Launching an IT startup in 10 minutes

Martin Vetterli
Digital Stories
Published in
3 min readOct 1, 2018

What the energy factories of the 19th century have in common with the digital cloud

“aerial photography of clouds” by Zbynek Burival on Unsplash

When I was a student in computer science, there was a generational divide of sorts between our professors who had grown up using punched cards as the primary way to enter programs into computers, versus us students who started using keyboards and for whom punched cards were dying out.

More recently, when I was talking to a student about computers, I realised there is a similar divide now between those professors who have actually seen a physical server at some point, and students for whom a server is some virtual, fungible cloud that they access via their laptop.

So what is this cloud? And why are we hearing so much about it these days? As told in Nicholas Carr’s book “The Big Switch”, one way to explain it is via a detour to the late 19th century, when the industrial revolution had largely occurred. At that time, it was normal for factories to generate their own energy for production, harnessing coal with steam engines, or hydraulic energy with mills. Power generation was a crucial and indispensable part of any factory. Then, came along electric distribution and the first electric utility (created by Thomas Edison), and in a few decades, it became possible to just hook up factories to the electric grid, and receive current on demand, without having to worry about generating it oneself.

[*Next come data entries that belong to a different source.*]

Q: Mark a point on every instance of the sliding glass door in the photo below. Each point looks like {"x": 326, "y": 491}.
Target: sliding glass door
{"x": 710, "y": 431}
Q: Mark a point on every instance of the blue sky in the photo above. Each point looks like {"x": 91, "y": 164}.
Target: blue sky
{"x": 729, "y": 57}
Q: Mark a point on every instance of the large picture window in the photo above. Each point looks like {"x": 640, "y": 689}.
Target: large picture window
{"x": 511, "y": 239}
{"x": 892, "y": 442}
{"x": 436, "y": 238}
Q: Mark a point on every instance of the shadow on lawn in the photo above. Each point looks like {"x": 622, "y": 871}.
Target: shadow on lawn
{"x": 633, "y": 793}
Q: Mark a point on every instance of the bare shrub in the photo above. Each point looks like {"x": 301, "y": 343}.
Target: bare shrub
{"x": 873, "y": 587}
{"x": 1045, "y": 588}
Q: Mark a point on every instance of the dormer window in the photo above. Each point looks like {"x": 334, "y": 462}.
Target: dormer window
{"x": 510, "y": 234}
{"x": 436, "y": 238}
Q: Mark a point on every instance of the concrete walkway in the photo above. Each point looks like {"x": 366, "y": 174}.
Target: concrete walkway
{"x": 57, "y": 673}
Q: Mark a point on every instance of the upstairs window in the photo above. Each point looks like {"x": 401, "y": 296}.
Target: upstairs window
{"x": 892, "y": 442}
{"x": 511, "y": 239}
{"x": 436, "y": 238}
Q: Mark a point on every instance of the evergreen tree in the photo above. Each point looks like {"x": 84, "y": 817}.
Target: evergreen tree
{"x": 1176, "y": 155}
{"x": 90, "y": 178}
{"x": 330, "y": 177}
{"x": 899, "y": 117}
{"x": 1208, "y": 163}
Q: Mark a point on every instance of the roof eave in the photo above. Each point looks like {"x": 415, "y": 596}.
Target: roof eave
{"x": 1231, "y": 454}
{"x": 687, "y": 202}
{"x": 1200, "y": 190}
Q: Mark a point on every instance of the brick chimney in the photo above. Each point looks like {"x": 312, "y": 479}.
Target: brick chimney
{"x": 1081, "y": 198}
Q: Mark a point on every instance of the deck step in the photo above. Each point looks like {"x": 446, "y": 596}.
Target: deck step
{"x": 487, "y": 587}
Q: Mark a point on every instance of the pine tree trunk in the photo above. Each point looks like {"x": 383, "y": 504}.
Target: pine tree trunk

Cloud computing is a similar phenomenon, but concerning information technology rather than electricity. In fact, cloud providers run huge data centers with hundreds of thousands of servers, and businesses rent some of the servers remotely on demand. So instead of having to run their own data centers at their places in order to host applications like email, web sites, and data science, companies nowadays use those of the cloud providers.

The key enabler that has made this revolution possible is of course the internet and the web. Just like you needed a distribution infrastructure to get electricity from a utility, you need a network to be able to access applications that are running somewhere else. And so it is no coincidence that cloud computing emerged just after the internet had become ubiquitous.

Of course, while that was the starting point, today there is much more to the cloud than just running email on someone else’s servers. Cloud providers are continually expanding their offerings, adding services such as databases, machine learning, and storage, that are all used as building blocks for applications you use on your phone like music streaming like Spotify, maps or games. As a consequence this also levelled the field for startups building information technology related services. Just 10–15 years ago, to get started doing anything in the information technology business, a startup needed to cough up large amounts just to buy and operate servers. Now, already with 100 Swiss Francs, you can get a world-class infrastructure up and running in minutes. Good news for the entrepreneurs in our country!